Em entrevista à Rádio Auriverde, Tagliaferro afirmou:
“Aos meus olhos, foi feita uma perseguição e uma destruição da imagem da direita no cenário político dentro das eleições de 2022.”
Segundo ele, decisões e medidas adotadas pelo TSE sob comando de Moraes restringiram conteúdos favoráveis a Bolsonaro e influenciaram o processo eleitoral.
Alegações de censura direcionada
Entre os exemplos citados por Tagliaferro, estão:
- Proibição do uso de imagens do 7 de Setembro na campanha;
- Bloqueio de cenas do funeral da rainha Elizabeth II;
- Censura a declarações que associavam o presidente eleito Luiz Inácio Lula da Silva a ditadores.

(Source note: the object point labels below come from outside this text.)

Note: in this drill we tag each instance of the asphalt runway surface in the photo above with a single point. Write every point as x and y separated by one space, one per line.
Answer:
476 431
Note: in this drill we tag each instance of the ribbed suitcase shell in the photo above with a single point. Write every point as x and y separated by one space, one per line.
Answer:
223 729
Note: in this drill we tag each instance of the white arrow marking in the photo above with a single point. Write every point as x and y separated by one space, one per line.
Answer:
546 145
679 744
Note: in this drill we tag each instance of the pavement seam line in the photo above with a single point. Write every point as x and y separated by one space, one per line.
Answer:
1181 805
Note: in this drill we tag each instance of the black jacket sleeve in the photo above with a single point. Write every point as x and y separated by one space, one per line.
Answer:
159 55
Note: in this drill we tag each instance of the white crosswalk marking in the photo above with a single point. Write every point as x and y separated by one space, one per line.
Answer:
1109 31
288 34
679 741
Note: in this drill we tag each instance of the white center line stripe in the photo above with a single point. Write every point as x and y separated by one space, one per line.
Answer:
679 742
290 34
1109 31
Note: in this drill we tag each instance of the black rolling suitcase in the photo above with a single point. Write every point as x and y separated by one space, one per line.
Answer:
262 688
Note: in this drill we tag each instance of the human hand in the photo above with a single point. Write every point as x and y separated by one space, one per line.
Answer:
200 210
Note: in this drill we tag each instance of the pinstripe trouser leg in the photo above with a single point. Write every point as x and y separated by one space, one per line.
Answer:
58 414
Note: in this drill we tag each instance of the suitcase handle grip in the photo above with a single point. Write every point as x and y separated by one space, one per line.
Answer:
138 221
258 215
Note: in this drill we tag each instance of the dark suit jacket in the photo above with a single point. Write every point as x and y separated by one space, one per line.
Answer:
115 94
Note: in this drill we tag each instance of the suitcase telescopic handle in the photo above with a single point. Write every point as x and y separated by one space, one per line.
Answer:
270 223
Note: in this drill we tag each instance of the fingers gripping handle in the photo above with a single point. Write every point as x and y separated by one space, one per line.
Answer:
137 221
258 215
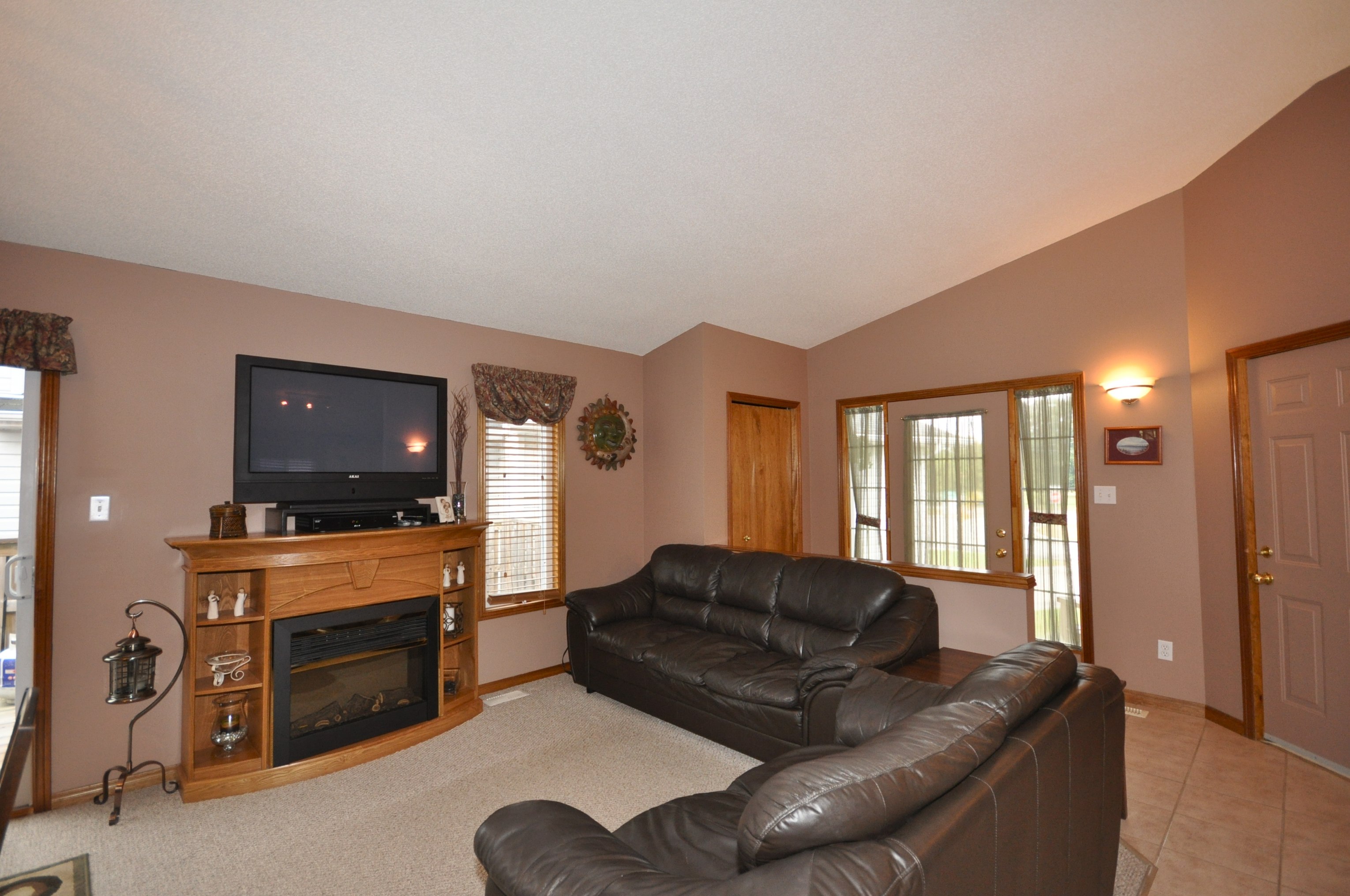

“A direita foi tolhida do seu direito de fazer uma campanha transparente, de mostrar a sua cara”, declarou.
Funcionamento da AEED
O ex-assessor também detalhou a atuação da Assessoria Especial de Enfrentamento à Desinformação (AEED), órgão ao qual estava vinculado no TSE. Segundo ele, o trabalho se baseava em relatórios produzidos a partir de pedidos recebidos por WhatsApp, sem monitoramento constante das redes sociais:
“Não tinha um cara olhando todo mundo. O que existia eram ordens determinadas… e os alvos, com o tempo, eram sempre os mesmos.”
Acusações de ordens diretas e apagamento de mensagens
Tagliaferro afirmou que Moraes determinava diretamente aos servidores que mensagens em grupos de trabalho ligados à AEED fossem apagadas.
“O ministro determinava que servidores apagassem mensagens trocadas”, disse.
Promessa de dossiê internacional
O ex-assessor declarou ainda possuir provas adicionais contra Moraes e que está reunindo o material para entregar a autoridades estrangeiras como parte de um dossiê internacional sobre a atuação do ministro.
As acusações surgem em meio a um contexto de forte pressão política pela abertura de um processo de impeachment contra Moraes no Senado e após a aplicação da Lei Magnitsky e a revogação de vistos do ministro pelos Estados Unidos.